Twenty-one baron years later, a generation stared at the crazed, sweaty Scouser as he motioned in front of the bewildered Pole; ‘REMEMBER GROBBELAAR?!’ Carragher screamed at Dudek. The goalkeeper did. On the grounds of Constantine’s second Roman Empire, the Reds made it 5.
Like him or not, we can all appreciate the great influence that Bruce Grobbelaar has had on the success of this club. Yet if it was not for the guiding hand of fate, the odds of Brucey playing football at all would be so overwhelming that Ray Winstone’s in-play floating head would (hilariously) combust as he considered the returns.
It all started when a fourteen year old Grobbelaar was playing with friends at a local school. A passer-by approached the moustached youth (go with it) and asked him to play for his team. The passer just so happened to be a Scotsman named Dave Russell, who coached the youth squad of an all-whites team called Salisbury Callies. Upon impressing, Bruce was drafted into the first team; who promised to pay his travel costs, plus two dollars for each win. Within the same year he had made his professional debut and was playing in front of 30,000 spectators. Rosy? Not quite. Salisbury was the only white team in a Zimbabwean black league during a time of racial tension. Alongside his two dollars for a win, Grobs would receive a police escort out of the townships.
His blossoming career was interrupted when he was drafted into the army to fight in the Bush War. In an environment where only the fortunate survives, Bruce was as lucky as they come. He spoke in the marvellous ‘Liverpool Heroes’ by Raghnild Lund Ansnes of several events which shaped his character. Grobbelaar was the stick leader in the army and was in charge of several men. One day, the vehicle in front of his drove over a land mine and exploded with four fatalities. Later, a friend was shot down just metres ahead of him. Yet it was never Bruce. At one point, his men were ambushed and he was abandoned. Grobs desperately radioed for help; and who was the person who responded to his frantic pleads when he thought it was all over? His cousin. What are the chances?
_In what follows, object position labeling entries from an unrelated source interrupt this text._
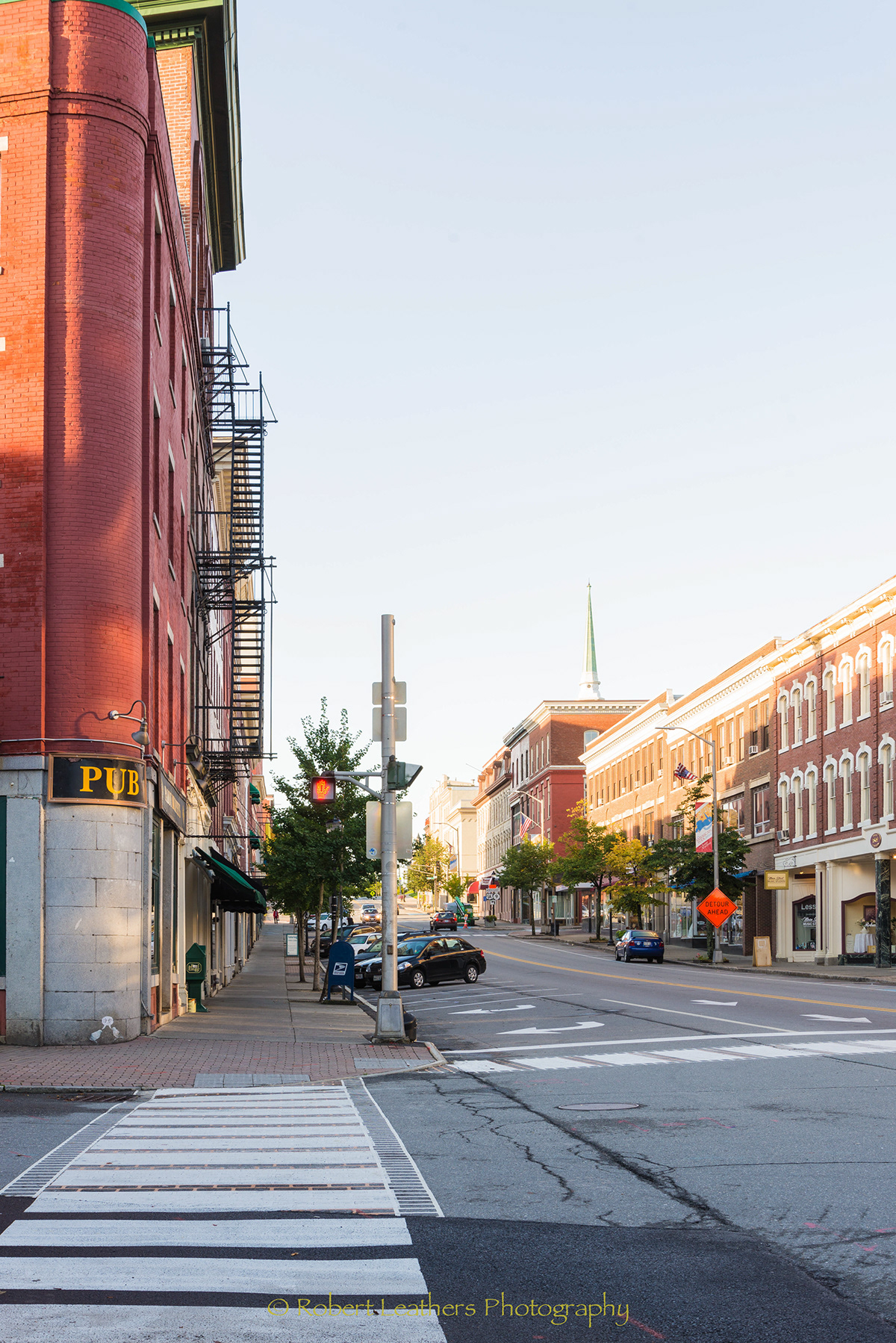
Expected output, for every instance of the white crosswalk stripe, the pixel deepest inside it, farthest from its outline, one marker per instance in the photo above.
(227, 1182)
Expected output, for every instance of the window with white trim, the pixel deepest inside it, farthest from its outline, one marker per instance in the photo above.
(812, 798)
(864, 685)
(887, 762)
(798, 807)
(864, 798)
(797, 700)
(830, 710)
(830, 798)
(810, 710)
(847, 774)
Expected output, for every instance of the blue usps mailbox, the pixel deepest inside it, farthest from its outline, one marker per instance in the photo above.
(340, 971)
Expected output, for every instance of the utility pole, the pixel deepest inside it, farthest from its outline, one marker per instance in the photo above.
(390, 1013)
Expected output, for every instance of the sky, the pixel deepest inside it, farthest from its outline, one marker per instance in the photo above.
(554, 292)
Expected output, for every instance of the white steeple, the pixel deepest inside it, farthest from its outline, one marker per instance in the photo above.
(588, 683)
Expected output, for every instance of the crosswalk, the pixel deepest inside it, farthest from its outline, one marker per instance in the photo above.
(700, 1055)
(210, 1216)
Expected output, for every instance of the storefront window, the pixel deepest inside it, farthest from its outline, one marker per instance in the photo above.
(805, 924)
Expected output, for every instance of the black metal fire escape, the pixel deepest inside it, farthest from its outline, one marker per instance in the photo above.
(234, 577)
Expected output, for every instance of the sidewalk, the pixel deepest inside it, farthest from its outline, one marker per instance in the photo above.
(264, 1029)
(687, 957)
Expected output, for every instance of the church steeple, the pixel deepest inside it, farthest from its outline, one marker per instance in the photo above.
(588, 683)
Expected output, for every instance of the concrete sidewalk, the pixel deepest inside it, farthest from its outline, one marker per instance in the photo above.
(688, 957)
(264, 1026)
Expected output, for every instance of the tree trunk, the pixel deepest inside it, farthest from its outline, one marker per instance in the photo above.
(317, 939)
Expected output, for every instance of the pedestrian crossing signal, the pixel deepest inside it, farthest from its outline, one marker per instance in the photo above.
(324, 789)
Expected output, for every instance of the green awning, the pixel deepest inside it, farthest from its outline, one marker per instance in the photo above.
(230, 888)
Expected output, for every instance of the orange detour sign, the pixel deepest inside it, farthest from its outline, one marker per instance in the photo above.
(716, 908)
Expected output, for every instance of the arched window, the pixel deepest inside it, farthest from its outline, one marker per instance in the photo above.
(864, 774)
(830, 712)
(847, 774)
(830, 798)
(864, 684)
(810, 710)
(847, 681)
(783, 797)
(812, 798)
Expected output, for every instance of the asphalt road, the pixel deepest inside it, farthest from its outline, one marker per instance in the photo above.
(759, 1126)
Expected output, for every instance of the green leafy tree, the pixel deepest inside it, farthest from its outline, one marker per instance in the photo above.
(305, 856)
(692, 872)
(528, 866)
(588, 855)
(637, 881)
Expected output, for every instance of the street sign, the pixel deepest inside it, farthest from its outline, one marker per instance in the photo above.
(703, 828)
(716, 908)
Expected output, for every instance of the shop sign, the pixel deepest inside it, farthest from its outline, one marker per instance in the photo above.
(97, 779)
(716, 908)
(171, 802)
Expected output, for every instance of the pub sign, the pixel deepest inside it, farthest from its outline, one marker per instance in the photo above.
(97, 779)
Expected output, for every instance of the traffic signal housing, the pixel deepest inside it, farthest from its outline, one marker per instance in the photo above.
(324, 789)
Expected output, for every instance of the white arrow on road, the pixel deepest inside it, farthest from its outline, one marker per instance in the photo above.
(551, 1030)
(815, 1016)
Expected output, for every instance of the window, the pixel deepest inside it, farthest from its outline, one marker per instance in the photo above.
(864, 685)
(783, 798)
(830, 713)
(847, 681)
(830, 798)
(887, 760)
(761, 811)
(847, 771)
(797, 700)
(798, 807)
(864, 798)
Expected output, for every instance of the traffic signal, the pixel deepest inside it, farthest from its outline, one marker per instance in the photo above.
(324, 789)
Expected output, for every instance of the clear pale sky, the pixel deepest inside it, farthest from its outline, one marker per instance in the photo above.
(558, 292)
“To say it changed me is an understatement. From then on, I set out to live life to the full.” That he certainly did. The man who arrived in England with £10 and left with £1 was so eccentric he made Salvador Dali look like a ‘basurero’ conformist. Upon leaving the army, Bruce was asked to fulfil a scholarship to play Baseball in the United States but his mind-set was not right for it (imagine that? They would have loved his antics across the pond).
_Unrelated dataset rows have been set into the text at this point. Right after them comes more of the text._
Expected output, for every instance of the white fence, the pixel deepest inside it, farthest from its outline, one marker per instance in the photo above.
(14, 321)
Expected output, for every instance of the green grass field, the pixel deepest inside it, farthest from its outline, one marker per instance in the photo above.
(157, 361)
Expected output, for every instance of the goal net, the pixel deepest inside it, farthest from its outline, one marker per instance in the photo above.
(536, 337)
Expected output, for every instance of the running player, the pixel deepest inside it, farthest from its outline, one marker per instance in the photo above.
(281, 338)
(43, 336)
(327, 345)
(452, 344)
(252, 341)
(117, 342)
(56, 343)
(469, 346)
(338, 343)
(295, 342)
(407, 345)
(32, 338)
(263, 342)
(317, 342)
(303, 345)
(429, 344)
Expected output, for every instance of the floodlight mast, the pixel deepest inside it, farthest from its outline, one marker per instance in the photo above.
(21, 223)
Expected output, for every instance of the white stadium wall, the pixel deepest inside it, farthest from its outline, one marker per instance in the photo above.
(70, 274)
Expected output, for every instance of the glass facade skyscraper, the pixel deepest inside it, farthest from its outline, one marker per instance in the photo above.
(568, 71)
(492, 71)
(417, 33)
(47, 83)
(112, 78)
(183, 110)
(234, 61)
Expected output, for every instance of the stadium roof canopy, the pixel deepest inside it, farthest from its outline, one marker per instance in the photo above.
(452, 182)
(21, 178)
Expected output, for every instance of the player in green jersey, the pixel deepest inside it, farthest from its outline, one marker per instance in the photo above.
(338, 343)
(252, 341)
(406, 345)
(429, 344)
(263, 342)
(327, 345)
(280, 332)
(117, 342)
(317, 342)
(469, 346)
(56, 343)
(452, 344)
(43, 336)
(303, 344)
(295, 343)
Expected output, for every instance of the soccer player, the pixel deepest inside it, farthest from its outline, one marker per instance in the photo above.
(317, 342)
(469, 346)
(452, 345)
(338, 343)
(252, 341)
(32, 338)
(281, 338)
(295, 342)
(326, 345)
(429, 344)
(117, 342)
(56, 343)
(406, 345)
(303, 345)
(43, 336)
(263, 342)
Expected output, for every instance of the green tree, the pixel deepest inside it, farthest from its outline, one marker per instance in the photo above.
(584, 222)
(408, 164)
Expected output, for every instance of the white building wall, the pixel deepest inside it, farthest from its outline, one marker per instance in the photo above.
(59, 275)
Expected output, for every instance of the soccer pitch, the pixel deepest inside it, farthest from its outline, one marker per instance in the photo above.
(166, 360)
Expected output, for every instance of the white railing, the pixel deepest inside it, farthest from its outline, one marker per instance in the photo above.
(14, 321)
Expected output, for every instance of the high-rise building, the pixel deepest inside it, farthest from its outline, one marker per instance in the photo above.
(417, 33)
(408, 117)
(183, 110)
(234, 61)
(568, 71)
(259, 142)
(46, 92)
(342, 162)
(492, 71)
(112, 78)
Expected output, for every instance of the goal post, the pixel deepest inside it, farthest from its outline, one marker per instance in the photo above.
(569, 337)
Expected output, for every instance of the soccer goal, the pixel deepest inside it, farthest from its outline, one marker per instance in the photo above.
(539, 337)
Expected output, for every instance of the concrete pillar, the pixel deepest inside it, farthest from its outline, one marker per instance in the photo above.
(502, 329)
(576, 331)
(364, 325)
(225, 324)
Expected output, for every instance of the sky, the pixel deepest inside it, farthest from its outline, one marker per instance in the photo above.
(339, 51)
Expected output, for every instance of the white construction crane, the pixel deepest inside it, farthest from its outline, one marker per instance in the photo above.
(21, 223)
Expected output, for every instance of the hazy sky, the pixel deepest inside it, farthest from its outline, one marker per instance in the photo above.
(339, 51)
Then in 1977, Star Wars hit the screens, the first Apple computer went on sale, Bob lifted ‘ole Big Ears’ and Bruce returned to his birth-country to play for Durban City. When the South African army tried to recruit him to fight on the wrong side of apartheid, he moved to Canada to play for the Vancouver Whitecaps. After struggling to emerge as the #1 keeper’, Bruce went on loan to Crewe Alexander.
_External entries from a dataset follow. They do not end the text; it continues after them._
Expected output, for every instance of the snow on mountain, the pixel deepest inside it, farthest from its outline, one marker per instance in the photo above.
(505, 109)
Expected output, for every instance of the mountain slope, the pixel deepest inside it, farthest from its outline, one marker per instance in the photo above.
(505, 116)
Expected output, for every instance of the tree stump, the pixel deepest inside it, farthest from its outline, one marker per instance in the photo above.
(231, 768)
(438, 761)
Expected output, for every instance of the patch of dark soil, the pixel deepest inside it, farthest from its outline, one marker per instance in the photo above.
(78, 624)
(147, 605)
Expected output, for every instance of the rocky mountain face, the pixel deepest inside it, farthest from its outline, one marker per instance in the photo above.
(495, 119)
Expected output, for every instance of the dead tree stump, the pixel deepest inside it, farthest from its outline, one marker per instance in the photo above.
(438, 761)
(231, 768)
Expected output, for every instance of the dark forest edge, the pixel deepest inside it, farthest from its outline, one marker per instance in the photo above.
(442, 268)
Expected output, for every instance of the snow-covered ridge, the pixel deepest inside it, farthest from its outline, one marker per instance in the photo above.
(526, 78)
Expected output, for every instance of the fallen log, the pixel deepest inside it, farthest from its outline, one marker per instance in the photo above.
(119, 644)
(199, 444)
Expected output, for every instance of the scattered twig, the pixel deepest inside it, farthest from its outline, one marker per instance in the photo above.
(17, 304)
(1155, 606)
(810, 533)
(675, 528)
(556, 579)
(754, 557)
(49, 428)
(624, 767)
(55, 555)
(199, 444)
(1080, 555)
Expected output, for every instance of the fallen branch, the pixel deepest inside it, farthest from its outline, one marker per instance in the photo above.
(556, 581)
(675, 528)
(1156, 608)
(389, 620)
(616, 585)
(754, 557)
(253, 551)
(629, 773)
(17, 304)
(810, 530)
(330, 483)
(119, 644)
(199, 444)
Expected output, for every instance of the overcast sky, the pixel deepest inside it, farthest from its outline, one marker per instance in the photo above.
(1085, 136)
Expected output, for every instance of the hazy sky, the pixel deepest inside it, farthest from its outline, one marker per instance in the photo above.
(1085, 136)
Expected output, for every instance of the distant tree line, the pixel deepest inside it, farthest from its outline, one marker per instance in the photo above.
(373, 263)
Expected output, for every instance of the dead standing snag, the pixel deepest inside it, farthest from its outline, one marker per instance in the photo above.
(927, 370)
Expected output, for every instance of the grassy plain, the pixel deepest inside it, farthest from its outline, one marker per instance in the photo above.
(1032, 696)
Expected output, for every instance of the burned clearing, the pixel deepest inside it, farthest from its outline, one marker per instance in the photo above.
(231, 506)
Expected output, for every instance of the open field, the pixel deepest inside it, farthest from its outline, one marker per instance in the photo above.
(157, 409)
There are days when you wake up and can have no idea of the magnitude of what’s to come. When Tom Saunders trudged his way down to Crewe on such a day to watch the fourth division side play, he wouldn’t have had a clue that he was about to spot a future European Cup winner. Maybe old Tom had watched the forgettable ‘Concrete Cowboys’ starring Tom Selleck earlier that day and thought ‘what Anfield needs is more moustache’, maybe he hadn’t, (he definitely hadn’t) it’s hard to say. Nevertheless he liked Bruce and strongly recommended him to Paisley.
However, nothing is ever easy with Grobs. The day after he signed for Liverpool his work permit expired. Peter Robinson improvised and sent the keeper to Paris, but they wouldn’t let him enter the country on an African passport. He couldn’t return to England so the Zimbabwean was stuck in transit. Tom Hanks received acclaim for his role in ‘The Terminal’, yet this is just another chapter in Grobbelaar’s Hollywood story. Whilst solemnly perched watching the crowds of people going about their business in the airport, he noticed a woman holding a South-African passport. He chased her down and discovered that she had obtained entry from a ’24-hour shopping visa’ which he could get over the counter. What are the chances? That through the crowds he noticed this one particular woman, and why hadn’t she put her passport away? Paris is notorious for pickpocketing, somebody should have told her. My aunty Maureen nearly got her handbag pinched by the Arc de Triomphe. Anyway, as it was, the very next day Bruce Grobbelaar became a Liverpool player. 628 appearances, thirteen trophies, ups, downs and one outstandingly monotone rap solo later, it seems it was all just meant to be.
‘There is no such thing as an accident, it is fate unnamed’ – Napoleon Bonaparte.